Digicel: Mobile Will Drive Payments Innovation in Emerging Markets

Mobile Will Drive Innovation in Emerging Markets

Digicel Group CEO Aniqa Sandhu said she thinks it’s high time for emerging economies to get a payments overhaul.

Sandhu recently joined Digicel, a mobile phone network and home entertainment provider with operations in 33 countries, after years of working in the financial services industry in Central Asia. And when it comes to modernizing the way consumers pay and manage funds in emergent economies, she said that mobile payments are an essential launch point.

“When you talk about [payments] technology, the cellular industry really played a critical role because the cellular industry had the [existing] connection to the customer, along with the distribution network,” she said. “Then the third piece was that [consumers] trusted the cellular brand because it gave them their first access to mobile service.”

Making payments via mobile was a natural progression for consumers in these economies, since, despite many areas’ isolation from traditional banking services — they shared the same need for simple, frictionless payments as consumers in more economically developed countries.

“Emerging markets largely have been unbanked and underserved,” she said. “And the reason is, obviously, banking is expensive. Infrastructure is expensive to reach rural or the bottom of the pyramid. Then there are other issues like financial literacy and availability of financial solutions.”

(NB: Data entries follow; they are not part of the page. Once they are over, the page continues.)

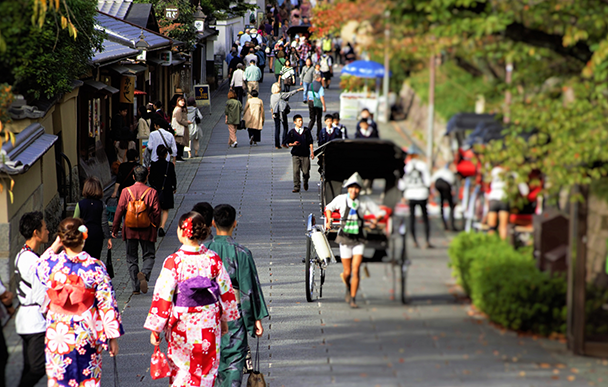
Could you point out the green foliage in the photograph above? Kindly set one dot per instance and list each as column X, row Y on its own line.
column 456, row 90
column 461, row 257
column 558, row 49
column 506, row 285
column 42, row 62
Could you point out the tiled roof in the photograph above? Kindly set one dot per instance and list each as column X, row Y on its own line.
column 30, row 145
column 121, row 39
column 116, row 8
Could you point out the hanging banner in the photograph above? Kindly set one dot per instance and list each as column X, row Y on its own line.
column 127, row 89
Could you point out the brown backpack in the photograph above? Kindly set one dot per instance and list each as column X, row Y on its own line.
column 137, row 212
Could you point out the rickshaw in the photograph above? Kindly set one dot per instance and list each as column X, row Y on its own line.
column 373, row 159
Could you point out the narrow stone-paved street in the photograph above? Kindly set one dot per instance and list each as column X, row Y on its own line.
column 433, row 341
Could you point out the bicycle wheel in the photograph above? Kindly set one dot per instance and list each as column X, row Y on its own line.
column 310, row 271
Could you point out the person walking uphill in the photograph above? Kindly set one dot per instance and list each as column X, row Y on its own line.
column 193, row 293
column 82, row 316
column 279, row 109
column 352, row 208
column 415, row 185
column 240, row 265
column 233, row 117
column 254, row 117
column 93, row 213
column 139, row 206
column 30, row 322
column 302, row 152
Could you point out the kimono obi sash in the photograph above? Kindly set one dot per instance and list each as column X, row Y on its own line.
column 71, row 297
column 197, row 291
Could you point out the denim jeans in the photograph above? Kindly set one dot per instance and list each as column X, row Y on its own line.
column 306, row 87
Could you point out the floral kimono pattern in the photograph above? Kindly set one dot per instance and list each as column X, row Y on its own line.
column 193, row 333
column 80, row 329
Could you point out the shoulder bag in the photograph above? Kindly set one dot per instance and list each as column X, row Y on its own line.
column 256, row 378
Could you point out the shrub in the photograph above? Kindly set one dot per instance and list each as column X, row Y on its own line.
column 461, row 255
column 506, row 285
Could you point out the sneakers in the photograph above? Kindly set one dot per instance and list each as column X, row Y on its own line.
column 143, row 282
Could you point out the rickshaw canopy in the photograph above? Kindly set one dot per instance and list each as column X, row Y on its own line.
column 373, row 159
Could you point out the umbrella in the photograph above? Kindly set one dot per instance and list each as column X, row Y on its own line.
column 364, row 69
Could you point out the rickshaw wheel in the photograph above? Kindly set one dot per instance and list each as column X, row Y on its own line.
column 310, row 271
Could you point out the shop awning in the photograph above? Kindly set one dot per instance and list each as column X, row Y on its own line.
column 100, row 87
column 30, row 145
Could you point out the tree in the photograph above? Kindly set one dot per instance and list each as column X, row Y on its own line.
column 558, row 48
column 42, row 59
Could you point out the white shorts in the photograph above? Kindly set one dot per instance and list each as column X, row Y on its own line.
column 347, row 251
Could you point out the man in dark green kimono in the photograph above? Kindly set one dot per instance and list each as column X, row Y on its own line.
column 239, row 264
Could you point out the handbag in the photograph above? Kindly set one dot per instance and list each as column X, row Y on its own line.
column 159, row 366
column 109, row 264
column 177, row 127
column 256, row 378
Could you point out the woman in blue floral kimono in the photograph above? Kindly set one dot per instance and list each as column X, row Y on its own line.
column 82, row 314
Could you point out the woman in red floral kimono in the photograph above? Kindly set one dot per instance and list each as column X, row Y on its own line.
column 193, row 293
column 82, row 314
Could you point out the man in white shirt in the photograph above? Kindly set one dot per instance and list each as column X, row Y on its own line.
column 160, row 136
column 443, row 180
column 30, row 323
column 415, row 185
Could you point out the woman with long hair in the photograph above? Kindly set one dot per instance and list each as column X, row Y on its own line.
column 180, row 123
column 162, row 178
column 192, row 303
column 81, row 311
column 233, row 117
column 92, row 210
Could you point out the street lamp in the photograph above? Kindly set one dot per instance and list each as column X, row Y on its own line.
column 199, row 18
column 142, row 46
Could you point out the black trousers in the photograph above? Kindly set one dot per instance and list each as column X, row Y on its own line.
column 3, row 359
column 33, row 359
column 425, row 216
column 316, row 115
column 445, row 192
column 147, row 255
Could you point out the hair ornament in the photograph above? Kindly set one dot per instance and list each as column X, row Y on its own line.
column 84, row 230
column 187, row 228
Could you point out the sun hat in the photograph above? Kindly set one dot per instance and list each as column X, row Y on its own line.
column 355, row 179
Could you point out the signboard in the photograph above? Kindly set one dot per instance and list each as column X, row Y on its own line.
column 127, row 89
column 166, row 57
column 202, row 96
column 171, row 12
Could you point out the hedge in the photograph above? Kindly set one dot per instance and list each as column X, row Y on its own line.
column 506, row 285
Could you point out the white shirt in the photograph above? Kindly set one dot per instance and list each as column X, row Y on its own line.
column 29, row 319
column 155, row 140
column 237, row 78
column 444, row 174
column 366, row 206
column 416, row 181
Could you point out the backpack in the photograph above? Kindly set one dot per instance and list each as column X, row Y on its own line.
column 137, row 212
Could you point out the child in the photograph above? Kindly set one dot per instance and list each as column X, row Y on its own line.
column 329, row 132
column 300, row 140
column 338, row 125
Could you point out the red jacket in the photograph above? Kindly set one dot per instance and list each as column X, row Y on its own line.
column 151, row 200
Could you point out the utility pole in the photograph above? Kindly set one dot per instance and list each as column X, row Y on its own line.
column 509, row 77
column 387, row 37
column 429, row 138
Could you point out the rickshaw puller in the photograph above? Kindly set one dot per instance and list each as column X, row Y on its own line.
column 352, row 208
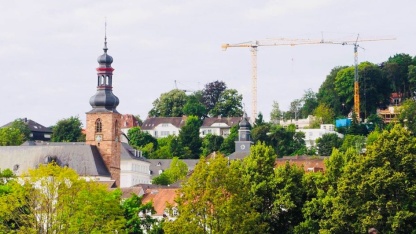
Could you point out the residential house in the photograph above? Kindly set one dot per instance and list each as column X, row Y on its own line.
column 312, row 134
column 299, row 123
column 163, row 200
column 219, row 126
column 134, row 169
column 157, row 166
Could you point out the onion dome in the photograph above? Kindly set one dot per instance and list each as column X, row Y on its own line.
column 105, row 59
column 244, row 122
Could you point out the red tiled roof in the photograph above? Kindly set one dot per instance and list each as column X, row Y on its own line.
column 316, row 163
column 230, row 121
column 151, row 123
column 160, row 198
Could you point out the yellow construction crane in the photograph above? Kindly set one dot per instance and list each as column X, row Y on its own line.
column 253, row 47
column 356, row 78
column 293, row 42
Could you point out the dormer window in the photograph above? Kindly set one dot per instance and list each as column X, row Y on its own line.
column 98, row 126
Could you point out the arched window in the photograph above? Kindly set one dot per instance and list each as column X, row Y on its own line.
column 116, row 129
column 98, row 126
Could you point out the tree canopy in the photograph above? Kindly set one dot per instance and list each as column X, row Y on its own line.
column 68, row 130
column 52, row 199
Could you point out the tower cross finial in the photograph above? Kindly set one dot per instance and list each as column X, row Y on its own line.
column 105, row 35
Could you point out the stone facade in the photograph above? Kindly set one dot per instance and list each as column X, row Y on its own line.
column 107, row 140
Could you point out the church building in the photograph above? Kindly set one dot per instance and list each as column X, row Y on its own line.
column 99, row 158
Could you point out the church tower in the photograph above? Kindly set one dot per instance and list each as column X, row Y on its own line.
column 103, row 121
column 244, row 138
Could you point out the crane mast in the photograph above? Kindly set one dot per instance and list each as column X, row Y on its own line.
column 253, row 45
column 356, row 84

Mobile payments helped make financial services like digital payments accessible to more people in emerging economies, including the underbanked, Sandhu said. Once consumers’ appetite for better ways to send and receive funds was engaged, the youngest consumer, all digital natives, helped inspire companies like Digicel to drive continuing innovation.

That natural evolution of financial services and mobile companies has been “a good marriage,” according to Sandhu. Regulators were swift to address key issues of mobile payments in emerging economies and provide guidelines to innovative brands. This helped companies like Digicel make financial services innovations not only compliant with reference to anti-money laundering (AML), know your customer (KYC), and other regulations, but also efficient and safe for their consumers.

Post-pandemic, digital payments innovation became a global necessity, and hence a priority for emergent economies. Sandhu said regulators have realized that they had to pass the social benefits to the bottom of the pyramid, and it had to be done digitally. That urgency opened doors for payments innovation. It also allowed companies like Digicel to accelerate innovation — providing an opening for them to work on developing easier ways for their consumers to pay their bills and adopt modern payments technologies.

“There’s immense support from the management, from the telecom side, and we are investing a lot in [financial] technology,” she said. “Whether it’s the app or we are looking at it as a whole ecosystem and not a one-off service, we are not talking about just launching a wallet that you can just send money where you want — [it could mean] you can do everything [that you need to] right there.”